Arundhati Roy was born in 1961 in the Northeastern Indian region of Bengal, to a Christian mother and Hindu father. She spent her childhood in Aymanam in Kerala, which serves as the setting for her first novel, The God of Small Things (under the name "Ayemenem"). Roy's mother, Mary Roy, homeschooled her until the age of ten, when she began attending regular classes. She has been reluctant to discuss her father publicly, having spent very little time with him during her lifetime; Roy instead focuses on her mother's influence in her life. Mary Roy, a political activist, won an unprecedented victory for women's rights in Kerala. Through her persistence, the Supreme Court granted Christian women in Kerala the right to have an inheritance.
She spent her teenage years at boarding school in Southern India, after which she earned her degree from the School of Planning and Architecture in Delhi.
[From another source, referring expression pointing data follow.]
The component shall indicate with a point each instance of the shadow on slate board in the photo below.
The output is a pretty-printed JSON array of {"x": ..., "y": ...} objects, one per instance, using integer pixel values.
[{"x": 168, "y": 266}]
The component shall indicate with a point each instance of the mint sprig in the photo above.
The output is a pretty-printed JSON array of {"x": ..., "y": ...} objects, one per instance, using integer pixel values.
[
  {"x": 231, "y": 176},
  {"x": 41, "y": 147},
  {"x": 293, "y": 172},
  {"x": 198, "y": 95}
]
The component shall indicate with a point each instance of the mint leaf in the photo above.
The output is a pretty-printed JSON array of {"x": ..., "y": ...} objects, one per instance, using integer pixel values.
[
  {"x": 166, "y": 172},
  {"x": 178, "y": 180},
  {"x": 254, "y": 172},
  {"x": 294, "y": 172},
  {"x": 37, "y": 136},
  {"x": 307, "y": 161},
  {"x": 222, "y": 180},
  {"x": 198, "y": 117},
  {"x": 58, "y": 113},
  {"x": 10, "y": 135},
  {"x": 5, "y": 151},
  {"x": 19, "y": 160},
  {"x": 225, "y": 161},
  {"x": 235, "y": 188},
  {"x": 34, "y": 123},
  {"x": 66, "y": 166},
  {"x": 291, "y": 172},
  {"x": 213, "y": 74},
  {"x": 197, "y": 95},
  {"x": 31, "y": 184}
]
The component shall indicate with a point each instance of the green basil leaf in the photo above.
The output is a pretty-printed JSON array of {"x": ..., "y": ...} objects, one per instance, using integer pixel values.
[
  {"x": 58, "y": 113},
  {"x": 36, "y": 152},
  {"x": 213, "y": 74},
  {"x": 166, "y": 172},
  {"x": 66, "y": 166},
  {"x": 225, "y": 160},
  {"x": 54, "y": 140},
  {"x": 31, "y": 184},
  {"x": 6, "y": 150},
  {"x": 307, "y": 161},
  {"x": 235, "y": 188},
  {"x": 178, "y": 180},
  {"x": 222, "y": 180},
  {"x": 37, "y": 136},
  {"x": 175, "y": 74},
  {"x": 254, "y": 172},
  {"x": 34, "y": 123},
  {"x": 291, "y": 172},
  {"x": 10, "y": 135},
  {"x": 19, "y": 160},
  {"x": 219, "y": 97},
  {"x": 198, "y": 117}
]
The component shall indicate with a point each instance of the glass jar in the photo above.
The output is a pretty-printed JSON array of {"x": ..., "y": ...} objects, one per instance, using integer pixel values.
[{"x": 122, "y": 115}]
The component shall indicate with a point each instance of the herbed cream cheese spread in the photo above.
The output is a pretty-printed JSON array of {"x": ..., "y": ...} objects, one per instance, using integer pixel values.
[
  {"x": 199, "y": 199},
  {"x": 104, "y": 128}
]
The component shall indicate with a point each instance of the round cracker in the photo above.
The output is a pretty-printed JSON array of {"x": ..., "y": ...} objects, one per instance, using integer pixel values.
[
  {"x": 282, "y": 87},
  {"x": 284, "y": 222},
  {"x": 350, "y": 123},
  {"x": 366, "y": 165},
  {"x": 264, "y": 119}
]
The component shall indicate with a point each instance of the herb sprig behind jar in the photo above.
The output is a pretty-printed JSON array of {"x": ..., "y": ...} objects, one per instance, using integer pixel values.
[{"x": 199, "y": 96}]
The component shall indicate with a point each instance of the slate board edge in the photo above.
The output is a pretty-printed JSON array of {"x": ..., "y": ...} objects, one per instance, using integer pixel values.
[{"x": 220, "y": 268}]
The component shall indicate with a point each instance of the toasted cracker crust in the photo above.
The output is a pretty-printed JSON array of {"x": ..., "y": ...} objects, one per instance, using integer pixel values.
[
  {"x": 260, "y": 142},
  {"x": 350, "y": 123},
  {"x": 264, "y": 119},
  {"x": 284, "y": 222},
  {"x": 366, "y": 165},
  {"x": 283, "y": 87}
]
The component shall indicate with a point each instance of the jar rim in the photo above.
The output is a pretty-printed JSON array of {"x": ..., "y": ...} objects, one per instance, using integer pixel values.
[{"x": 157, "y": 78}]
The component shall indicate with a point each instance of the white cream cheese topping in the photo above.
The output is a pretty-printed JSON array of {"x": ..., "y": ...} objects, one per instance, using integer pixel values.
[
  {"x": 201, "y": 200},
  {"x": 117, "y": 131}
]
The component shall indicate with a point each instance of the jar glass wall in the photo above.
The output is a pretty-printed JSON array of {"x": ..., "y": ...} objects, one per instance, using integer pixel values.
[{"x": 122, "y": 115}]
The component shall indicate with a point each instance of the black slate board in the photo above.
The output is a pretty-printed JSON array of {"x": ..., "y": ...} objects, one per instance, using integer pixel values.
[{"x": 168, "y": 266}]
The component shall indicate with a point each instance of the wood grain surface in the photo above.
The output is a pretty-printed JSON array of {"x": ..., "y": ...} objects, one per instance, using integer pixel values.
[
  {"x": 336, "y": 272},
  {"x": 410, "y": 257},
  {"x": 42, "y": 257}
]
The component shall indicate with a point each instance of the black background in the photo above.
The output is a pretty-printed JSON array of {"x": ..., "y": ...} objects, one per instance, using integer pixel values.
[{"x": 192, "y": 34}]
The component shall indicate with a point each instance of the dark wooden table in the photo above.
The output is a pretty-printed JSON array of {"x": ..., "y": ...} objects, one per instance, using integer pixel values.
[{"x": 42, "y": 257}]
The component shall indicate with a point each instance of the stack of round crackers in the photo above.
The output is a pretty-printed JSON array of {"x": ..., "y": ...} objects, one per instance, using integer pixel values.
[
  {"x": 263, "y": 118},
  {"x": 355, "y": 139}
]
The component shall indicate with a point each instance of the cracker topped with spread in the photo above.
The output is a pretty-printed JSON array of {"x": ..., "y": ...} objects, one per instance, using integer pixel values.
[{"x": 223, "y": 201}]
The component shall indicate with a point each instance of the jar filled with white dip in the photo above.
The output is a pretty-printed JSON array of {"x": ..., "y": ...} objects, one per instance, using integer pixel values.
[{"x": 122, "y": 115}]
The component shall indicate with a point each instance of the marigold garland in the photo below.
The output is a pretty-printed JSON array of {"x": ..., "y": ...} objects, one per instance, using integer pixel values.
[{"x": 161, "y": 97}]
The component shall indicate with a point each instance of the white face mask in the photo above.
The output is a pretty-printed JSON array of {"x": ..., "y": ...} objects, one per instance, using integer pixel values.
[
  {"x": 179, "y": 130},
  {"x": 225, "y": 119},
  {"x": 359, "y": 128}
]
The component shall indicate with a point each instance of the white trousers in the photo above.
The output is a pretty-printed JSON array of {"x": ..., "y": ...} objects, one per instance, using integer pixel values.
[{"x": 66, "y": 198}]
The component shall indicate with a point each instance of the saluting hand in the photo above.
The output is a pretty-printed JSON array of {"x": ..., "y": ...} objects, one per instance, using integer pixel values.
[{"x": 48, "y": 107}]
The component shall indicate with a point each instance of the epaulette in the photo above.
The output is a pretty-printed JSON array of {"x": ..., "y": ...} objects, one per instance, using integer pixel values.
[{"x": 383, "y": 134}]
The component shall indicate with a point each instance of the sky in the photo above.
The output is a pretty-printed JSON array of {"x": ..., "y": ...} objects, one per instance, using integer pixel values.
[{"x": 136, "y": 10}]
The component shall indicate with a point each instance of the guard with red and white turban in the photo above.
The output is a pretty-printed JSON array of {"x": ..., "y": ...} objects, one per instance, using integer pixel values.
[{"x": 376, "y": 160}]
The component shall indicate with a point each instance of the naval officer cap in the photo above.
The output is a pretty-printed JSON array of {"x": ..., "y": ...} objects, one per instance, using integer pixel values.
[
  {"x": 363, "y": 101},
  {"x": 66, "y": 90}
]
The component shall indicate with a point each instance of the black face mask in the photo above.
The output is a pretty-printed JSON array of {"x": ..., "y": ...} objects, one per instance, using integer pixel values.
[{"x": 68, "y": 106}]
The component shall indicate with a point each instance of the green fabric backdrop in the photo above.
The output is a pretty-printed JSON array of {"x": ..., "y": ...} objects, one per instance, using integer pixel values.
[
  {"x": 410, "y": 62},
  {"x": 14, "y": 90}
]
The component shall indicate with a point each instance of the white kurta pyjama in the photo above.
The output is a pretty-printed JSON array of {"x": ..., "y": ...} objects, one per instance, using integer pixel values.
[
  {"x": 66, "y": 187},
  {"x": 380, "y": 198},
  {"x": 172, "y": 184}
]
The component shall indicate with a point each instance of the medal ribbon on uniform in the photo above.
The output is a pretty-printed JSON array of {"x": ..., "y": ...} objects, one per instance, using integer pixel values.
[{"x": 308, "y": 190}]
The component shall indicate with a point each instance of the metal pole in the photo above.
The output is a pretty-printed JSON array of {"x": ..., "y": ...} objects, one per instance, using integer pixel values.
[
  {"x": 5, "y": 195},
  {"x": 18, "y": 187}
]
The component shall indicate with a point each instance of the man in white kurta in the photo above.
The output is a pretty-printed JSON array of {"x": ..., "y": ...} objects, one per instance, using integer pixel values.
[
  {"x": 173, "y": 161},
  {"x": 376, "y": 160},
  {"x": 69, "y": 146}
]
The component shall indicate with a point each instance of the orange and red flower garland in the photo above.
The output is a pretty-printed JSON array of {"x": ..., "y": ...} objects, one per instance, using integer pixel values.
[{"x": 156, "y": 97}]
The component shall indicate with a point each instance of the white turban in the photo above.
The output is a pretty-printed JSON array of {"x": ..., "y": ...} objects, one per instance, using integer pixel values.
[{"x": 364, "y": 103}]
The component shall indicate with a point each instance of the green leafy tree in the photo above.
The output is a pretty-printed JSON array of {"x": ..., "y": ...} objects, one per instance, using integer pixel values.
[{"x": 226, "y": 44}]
After graduating, Roy supported herself by teaching aerobics while honing her writing skills. She eventually wrote several film scripts, which are recognized for their complex structure and biting social commentary. Roy wrote and starred in the film In Which Annie Gives It Those Ones, and she wrote the script for Electric Moon, directed by her second husband, Pradip Krishen. (Her first husband was Gerard Da Cunha, whom she met while in college. Their marriage lasted approximately four years.) Both films garnered a cult following, setting the stage for the fiction-writing side of Roy's career. Penguin published the script for In Which Annie Gives It Those Ones as a book in 2004.
Even when she was a low-profile writer, Roy began to assert her political opinions loudly. She rallied media support for Phoolan Devi, a politician and former criminal of Robin-Hood fame, whom she felt was being misrepresented by the film Bandit Queen (directed by Shekhar Kapur). After the controversy surrounding Bandit Queen subsided, Roy took time to write her first and only novel to date, The God of Small Things. She received an extraordinary advance of half a million pounds on the book, making its release high-profile well ahead of time. After the novel's publication in 1997, the book won the prestigious Booker Prize, making Roy its first Indian woman and non-expatriate Indian recipient.
In addition to her novelistic skills, Roy is widely known for political activism (perhaps along the lines of a Noam Chomsky). She has published many works of nonfiction including several essays as well as The End of Imagination (1998), The Greater Common Good (1999), The Cost of Living (1999), Power Politics (2002), War Talk (2003), The Checkbook and the Cruise Missile (2004, with David Barsamian), and An Ordinary Person's Guide to Empire (2004). She also took part in the June 2005 World Tribunal on Iraq. In January 2006 she was awarded the Sahitya Akademi award for her collection of essays, The Algebra of Infinite Justice, but she declined to accept it.
Roy has faced accusations of being anti-American and was convicted of contempt of court by the New Delhi Supreme Court for her political activism. She remains relentless. For instance, she was awarded the Sydney Peace Prize in 2004 for her efforts toward social justice and peaceful conflict resolution. Roy continues to write, engage in advocacy, and live with her husband in New Delhi.